Bless My Growing… and Sticking Around
Holy Saturday must have been an unholy terror for the first disciples. They had hitched their star to Jesus–investing about three years of their lives on a wild, itinerant ride. Yet, it was much more than that. Countless times they had witnessed Jesus doing things which only God could do. Jesus had even empowered and sent them out in pairs to heal, exorcise, and preach. No wonder the twelve had argued about their positions of authority when Jesus brought in His kingdom.

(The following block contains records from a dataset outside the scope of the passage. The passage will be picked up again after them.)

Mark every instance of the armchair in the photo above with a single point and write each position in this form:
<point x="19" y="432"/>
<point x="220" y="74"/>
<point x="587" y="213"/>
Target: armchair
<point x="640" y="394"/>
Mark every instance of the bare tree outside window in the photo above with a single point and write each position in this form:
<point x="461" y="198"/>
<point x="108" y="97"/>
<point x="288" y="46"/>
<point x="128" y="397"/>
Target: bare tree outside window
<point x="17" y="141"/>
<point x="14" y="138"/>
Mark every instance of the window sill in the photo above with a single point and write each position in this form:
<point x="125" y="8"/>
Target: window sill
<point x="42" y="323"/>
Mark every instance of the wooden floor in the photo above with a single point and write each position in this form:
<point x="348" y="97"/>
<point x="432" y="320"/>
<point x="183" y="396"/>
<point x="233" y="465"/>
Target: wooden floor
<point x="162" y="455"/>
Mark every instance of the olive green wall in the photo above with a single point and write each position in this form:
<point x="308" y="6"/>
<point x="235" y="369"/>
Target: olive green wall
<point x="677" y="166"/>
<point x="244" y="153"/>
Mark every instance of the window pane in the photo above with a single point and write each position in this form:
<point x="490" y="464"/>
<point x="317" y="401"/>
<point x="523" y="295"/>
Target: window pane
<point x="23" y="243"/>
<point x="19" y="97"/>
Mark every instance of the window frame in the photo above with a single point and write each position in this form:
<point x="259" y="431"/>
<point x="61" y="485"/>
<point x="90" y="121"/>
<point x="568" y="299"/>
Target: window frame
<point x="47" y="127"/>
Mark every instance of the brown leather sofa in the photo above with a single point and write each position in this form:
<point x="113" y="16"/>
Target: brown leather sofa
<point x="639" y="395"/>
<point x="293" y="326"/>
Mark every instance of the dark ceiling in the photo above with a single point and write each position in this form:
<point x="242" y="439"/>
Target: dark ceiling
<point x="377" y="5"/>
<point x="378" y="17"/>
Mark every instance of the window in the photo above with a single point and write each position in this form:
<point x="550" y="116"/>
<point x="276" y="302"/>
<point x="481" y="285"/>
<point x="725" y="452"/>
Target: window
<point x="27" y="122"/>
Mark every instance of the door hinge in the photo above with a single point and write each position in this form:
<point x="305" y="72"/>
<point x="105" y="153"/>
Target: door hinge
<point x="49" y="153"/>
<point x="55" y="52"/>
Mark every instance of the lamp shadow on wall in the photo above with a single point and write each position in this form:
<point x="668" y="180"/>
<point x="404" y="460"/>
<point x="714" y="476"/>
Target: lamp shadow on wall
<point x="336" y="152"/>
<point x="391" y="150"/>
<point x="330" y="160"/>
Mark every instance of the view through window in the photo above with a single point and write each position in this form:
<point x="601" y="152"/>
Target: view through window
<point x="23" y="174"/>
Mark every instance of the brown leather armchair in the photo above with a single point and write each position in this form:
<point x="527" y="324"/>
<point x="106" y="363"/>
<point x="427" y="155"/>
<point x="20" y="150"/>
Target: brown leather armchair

Suddenly it was all over with a torturous exclamation point. Jesus was dead and buried. What was their future? Were they safe? Were the plans and crosses being prepared to nail them up next? Can we imagine wondering about our future, our safety, our mortality?
Our answer to that last question these days may be, “I’m not afraid of being crucified, but Yes! Recently I have wondered about my future, safety, death, and more.”
Stick around. Tomorrow is Sunday. Sunday is not just the first day of the week, it is also the eighth day of God’s creation. Please don’t miss worship online tomorrow.
BLESS MY GROWING by Gerhard Frost
Lord, I’ve been wondering:
Why do I say I?
Why must I ask why?
Why is joy so close to pain?
Why do I feel transparent in the presence of a child?
Why am I often lonely in a crowd?
Why are people so sober before a clock? And a ten-dollar bill?
Why am I so loud when I’m wrong? Or so fierce when I am afraid?
Why is the human face most beautiful when it is looking up?
Why, in moments of crisis, do people either curse or pray?
Why does prosperity drive us apart?
And adversity bring us together?
Why is it painful to celebrate alone?
Why does my ability to ask questions
exceed my capacity to receive answers?
Why am I a mystery even to myself?
Lord, give me the right questions, and bless my growing.